Close-up of brain.

Interdisciplinary AI Research for Neurorehabilitation During a Pandemic

For most, the pandemic has disrupted our routine lives, challenging jobs, family interactions, school and normal health care. For some, such as patients with spinal injuries, COVID-19 lockdowns disrupt an already challenging time – their recovery following spinal cord injury.

This story is featured in the spring 2021 issue of St. Thomas Engineer.

For most, the pandemic has disrupted our routine lives, challenging jobs, family interactions, school and normal health care.

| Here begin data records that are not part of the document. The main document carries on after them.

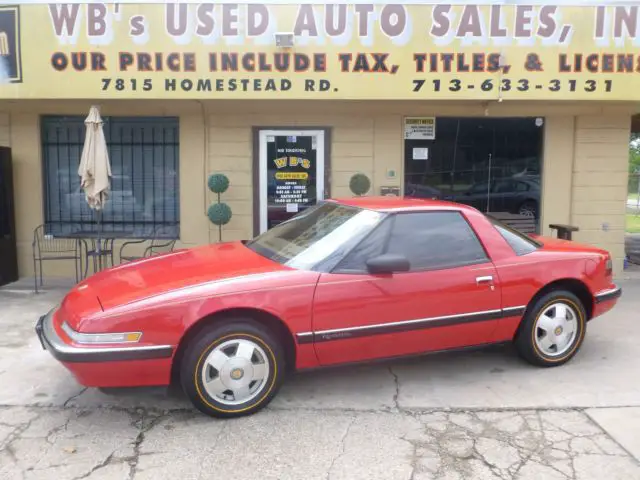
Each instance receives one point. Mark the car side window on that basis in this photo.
(372, 246)
(520, 244)
(435, 240)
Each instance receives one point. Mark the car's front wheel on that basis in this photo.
(553, 329)
(233, 368)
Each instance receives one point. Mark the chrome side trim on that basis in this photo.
(407, 322)
(407, 325)
(514, 311)
(609, 294)
(68, 353)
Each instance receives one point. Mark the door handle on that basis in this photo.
(484, 280)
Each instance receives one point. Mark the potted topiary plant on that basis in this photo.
(359, 184)
(219, 213)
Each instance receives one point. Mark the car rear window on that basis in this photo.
(519, 242)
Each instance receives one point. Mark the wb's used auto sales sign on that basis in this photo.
(406, 51)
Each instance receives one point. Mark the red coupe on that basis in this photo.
(345, 281)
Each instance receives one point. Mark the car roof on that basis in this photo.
(393, 203)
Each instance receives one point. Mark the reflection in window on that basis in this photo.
(144, 195)
(434, 240)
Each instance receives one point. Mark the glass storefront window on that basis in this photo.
(492, 164)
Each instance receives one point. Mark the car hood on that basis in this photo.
(178, 270)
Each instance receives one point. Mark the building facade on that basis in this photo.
(512, 108)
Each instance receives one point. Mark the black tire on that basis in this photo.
(528, 207)
(193, 364)
(525, 341)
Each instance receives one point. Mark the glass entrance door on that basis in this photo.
(291, 173)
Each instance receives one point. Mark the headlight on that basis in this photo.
(91, 338)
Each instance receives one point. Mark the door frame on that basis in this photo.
(259, 185)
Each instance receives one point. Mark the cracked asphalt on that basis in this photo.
(475, 415)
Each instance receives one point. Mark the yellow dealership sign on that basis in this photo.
(340, 51)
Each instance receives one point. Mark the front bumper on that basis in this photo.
(609, 294)
(66, 352)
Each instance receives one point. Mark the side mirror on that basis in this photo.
(388, 263)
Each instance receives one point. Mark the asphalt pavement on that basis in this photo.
(474, 415)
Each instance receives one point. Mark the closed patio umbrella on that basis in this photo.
(95, 170)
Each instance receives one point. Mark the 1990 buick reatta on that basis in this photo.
(344, 281)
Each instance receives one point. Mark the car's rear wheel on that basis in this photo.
(553, 329)
(233, 368)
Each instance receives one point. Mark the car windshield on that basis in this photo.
(320, 235)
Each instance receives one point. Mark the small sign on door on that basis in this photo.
(420, 154)
(423, 128)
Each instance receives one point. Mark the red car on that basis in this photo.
(344, 281)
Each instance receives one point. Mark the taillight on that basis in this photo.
(609, 266)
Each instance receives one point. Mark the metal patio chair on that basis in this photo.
(49, 248)
(160, 242)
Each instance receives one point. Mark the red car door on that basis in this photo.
(449, 297)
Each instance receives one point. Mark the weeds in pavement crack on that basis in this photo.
(73, 397)
(102, 464)
(343, 445)
(137, 443)
(397, 384)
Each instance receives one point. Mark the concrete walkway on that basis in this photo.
(482, 415)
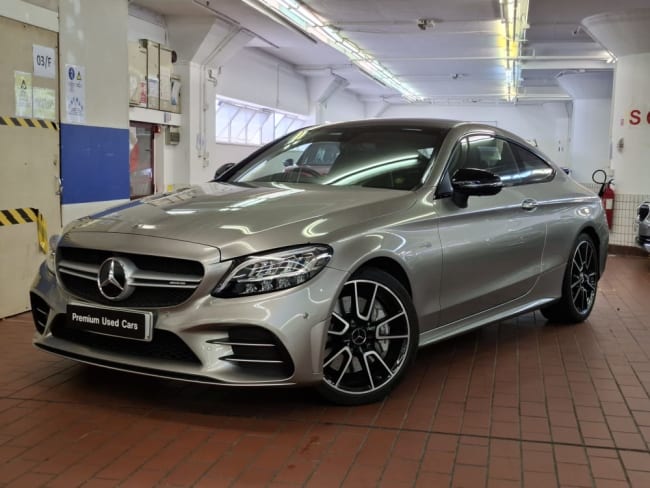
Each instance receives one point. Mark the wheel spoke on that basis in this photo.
(346, 325)
(371, 305)
(367, 339)
(390, 319)
(365, 362)
(357, 309)
(343, 370)
(381, 361)
(390, 337)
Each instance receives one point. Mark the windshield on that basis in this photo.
(373, 156)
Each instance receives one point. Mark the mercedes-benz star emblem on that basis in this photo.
(114, 279)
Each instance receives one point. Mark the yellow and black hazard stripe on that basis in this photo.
(25, 122)
(16, 216)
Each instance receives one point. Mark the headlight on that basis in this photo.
(51, 253)
(272, 272)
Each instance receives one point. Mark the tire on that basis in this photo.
(371, 339)
(579, 285)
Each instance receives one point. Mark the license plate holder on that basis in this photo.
(114, 322)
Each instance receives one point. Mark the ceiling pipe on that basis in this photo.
(603, 57)
(229, 20)
(278, 18)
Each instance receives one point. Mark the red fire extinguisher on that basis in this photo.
(606, 194)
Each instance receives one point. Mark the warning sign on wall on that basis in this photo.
(75, 93)
(23, 91)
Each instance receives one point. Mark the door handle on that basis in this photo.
(529, 204)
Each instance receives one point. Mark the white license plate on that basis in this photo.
(129, 324)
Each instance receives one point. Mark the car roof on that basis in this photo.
(424, 123)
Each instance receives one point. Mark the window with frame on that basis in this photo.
(239, 123)
(533, 169)
(514, 164)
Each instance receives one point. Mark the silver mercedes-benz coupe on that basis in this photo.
(325, 258)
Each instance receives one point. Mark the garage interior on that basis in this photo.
(147, 96)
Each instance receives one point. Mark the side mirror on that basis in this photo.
(470, 181)
(222, 170)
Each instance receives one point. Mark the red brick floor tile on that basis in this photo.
(432, 480)
(639, 479)
(536, 480)
(607, 468)
(504, 468)
(605, 483)
(363, 475)
(30, 480)
(469, 477)
(472, 455)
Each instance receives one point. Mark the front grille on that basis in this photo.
(256, 348)
(158, 281)
(164, 345)
(40, 312)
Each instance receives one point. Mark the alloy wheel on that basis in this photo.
(368, 338)
(584, 277)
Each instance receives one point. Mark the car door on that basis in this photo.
(492, 249)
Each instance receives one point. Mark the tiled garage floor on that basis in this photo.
(520, 403)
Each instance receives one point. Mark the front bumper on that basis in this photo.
(263, 340)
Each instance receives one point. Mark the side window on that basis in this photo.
(458, 157)
(533, 168)
(494, 155)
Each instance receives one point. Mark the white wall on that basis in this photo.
(589, 147)
(89, 36)
(548, 124)
(141, 29)
(343, 105)
(263, 80)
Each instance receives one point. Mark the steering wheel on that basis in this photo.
(306, 170)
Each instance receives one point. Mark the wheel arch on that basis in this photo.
(591, 232)
(392, 267)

For some, such as patients with spinal injuries, COVID-19 lockdowns disrupt an already challenging time – their recovery following spinal cord injury. While spinal injury remains a major problem, promising approaches are showing amazing results in helping even severely impacted patients recover some motor control. The treatment regimens require long durations of assisted movement with clinical feedback. In more typical times, this feedback is provided by highly trained teams in a rehabilitation center. For COVID-19-impacted patients, facilities are often closed and expert teams unavailable.

Neurorehabilitation team meeting.

Virtual meeting of AI team: Drs. Igor Lavrov, Chih Lai, Dwight Nelson and graduate research assistant Aline Serrao De Fillippo

To help patients continue neurorehabilitation, I have teamed with Dr. Igor Lavrov, assistant professor of neurology and biomedical engineering at Mayo Clinic, and Dr. Dwight Nelson, neuroscientist and CEO at Neureux LLC. My graduate data science esearch assistant, Aline Serrao De Fillippo, also contributes. Together the team is developing a novel therapy monitoring system: Intelligent Tele-Health Rehabilitation System (iTHRs).

iTHRs analyses.

Sequence of iTHRs analyses

iTHRs combines artificial intelligence with computer vision to quantify videos from in-home neurorehabilitation sessions. The AI module in iTHRs is designed to identify and track leg and knee movements, quantify them with therapy and without, and compute parameters of these motions for feedback to patients and clinicians. Future development can bring this ability to a cellphone. This information can encourage and guide patients, or trigger alerts to physicians and care teams for diagnosis or therapy adjustment. The quantification of movement, in some aspects, is more objective and systematic than data captured in a clinic. The figure included shows the team meeting and a sequence of iTHRs analyses. The team is planning papers and seeking research funding. The work is an excellent example of medical, neuro, data and computer scientists responding to COVID-19 challenges and patient needs now … and imagining a new and improved future.

Chih Lai, PhD, is a professor of Graduate Programs in Software.